HOT TUB BASICS Sponsored by

Today's Popular Topics

Featured HotTub

Site Sponsor

Questions To Ask

Buying a hot tub is an excellent way to introduce your family to the benefits of hydrotherapy. Soaking in hot water has been known by experts to decrease blood pressure and increase circulation, heal joint pain, and lower blood sugar. The health benefits of soaking in a hot tub nightly are amazing and not to be underestimated. It’s also an extremely enjoyable pastime for you and your family, and creates a bonding environment. There are some important questions to ask before buying a hot tub, however, some features you should be aware of.


The first question to ask before you buy a hot tub is one you should direct at yourself: Should you get an in ground or above ground spa? Both will come with similar features, but an in ground spa will clearly require a lengthier installation process which will be costlier. An above ground spa will be much easier to install – essentially drop it somewhere, plumb and wire it, fill it up, and go. In some cases, an above ground spa can be installed the same day if your connections are accessible and nearby. An in ground spa has an installation similar to a fiberglass pool, but it does have one major advantage over an above ground spa: an in ground spa is a much cleaner, more permanent installation. It won’t dominate your back yard and it can be integrated into any hardscape or softscape layout cleanly.


The next question to ask before you buy a hot tub is how many people you expect to accommodate in the tub. When considering this, consider not only the regulars in the house, such as your family members, but the occasional visitors. Going too big or too small could be a recipe for disaster. Too small a hot tub and people have to take turns, too large a hot tub and the water will take longer to heat, cost more to fill, and take up more space in your back yard. Only you can decide how many bathers you’ll accommodate.
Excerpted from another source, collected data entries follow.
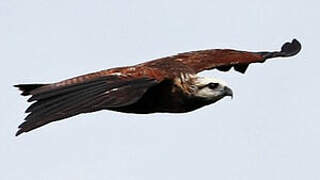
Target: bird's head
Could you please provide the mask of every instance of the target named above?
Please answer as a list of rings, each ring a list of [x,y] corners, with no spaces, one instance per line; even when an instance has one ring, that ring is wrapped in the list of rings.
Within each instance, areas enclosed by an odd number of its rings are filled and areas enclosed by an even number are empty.
[[[194,85],[196,90],[193,96],[211,103],[225,96],[233,97],[231,88],[228,87],[226,82],[219,79],[199,77],[195,80]]]

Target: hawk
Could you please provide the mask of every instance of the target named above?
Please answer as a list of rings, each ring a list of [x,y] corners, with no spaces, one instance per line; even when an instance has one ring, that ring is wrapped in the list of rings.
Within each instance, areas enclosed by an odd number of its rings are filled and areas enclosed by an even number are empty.
[[[18,84],[15,87],[21,95],[31,96],[28,102],[33,103],[16,136],[57,120],[105,109],[136,114],[190,112],[233,95],[224,81],[197,73],[231,68],[245,73],[251,63],[293,56],[300,50],[301,44],[294,39],[280,51],[192,51],[51,84]]]

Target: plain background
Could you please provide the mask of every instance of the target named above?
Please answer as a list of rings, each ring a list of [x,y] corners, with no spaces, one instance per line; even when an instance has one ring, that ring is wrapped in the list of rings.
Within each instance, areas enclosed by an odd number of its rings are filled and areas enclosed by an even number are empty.
[[[320,179],[317,1],[0,0],[0,179]],[[55,82],[179,52],[302,52],[226,80],[233,100],[187,114],[80,115],[15,137],[17,83]]]

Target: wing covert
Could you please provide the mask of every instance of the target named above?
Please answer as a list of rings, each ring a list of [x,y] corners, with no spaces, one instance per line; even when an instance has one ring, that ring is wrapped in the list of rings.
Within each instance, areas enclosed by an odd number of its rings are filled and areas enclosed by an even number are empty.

What do you want it for? This is a forgotten question to ask before buying a hot tub. Is it just to soak? Does someone have a medical problem, such as arthritis or back pain? If the answer is more of the latter, consider carefully the power of the motor and the number and position of the jets. Ask the manufacturer for a test spin in one of their demo tubs so you can try out the hot tub. You don’t want to be stuck with a hot tub that’s got a weak motor or barely pumps enough water to register on your aching back.


Another seldom overlooked question is about the warranty of the unit. Hot tubs in general are relatively complicated beasts with a large plumbing apparatus for their size in order to feed the jets. Sometimes the jests have nozzles that are adjustable. They all come with heaters with variable temperature gauges. All of these things are potential failure points so investigate the tub’s warranty carefully, and remember that a hot tub will live in harsh environments, usually outside and exposed to the elements for its entire life. With a purchase this size, you really want to read the fine print on the warranty.


Speak to your hot tub salesperson and be sure you’ve covered your bases and addressed the questions to ask before buying a hot tub. Should you choose a good model that suits your needs, you can expect many long years of wonderful hydrotherapy and a great bonding venue for your family and friends to enjoy.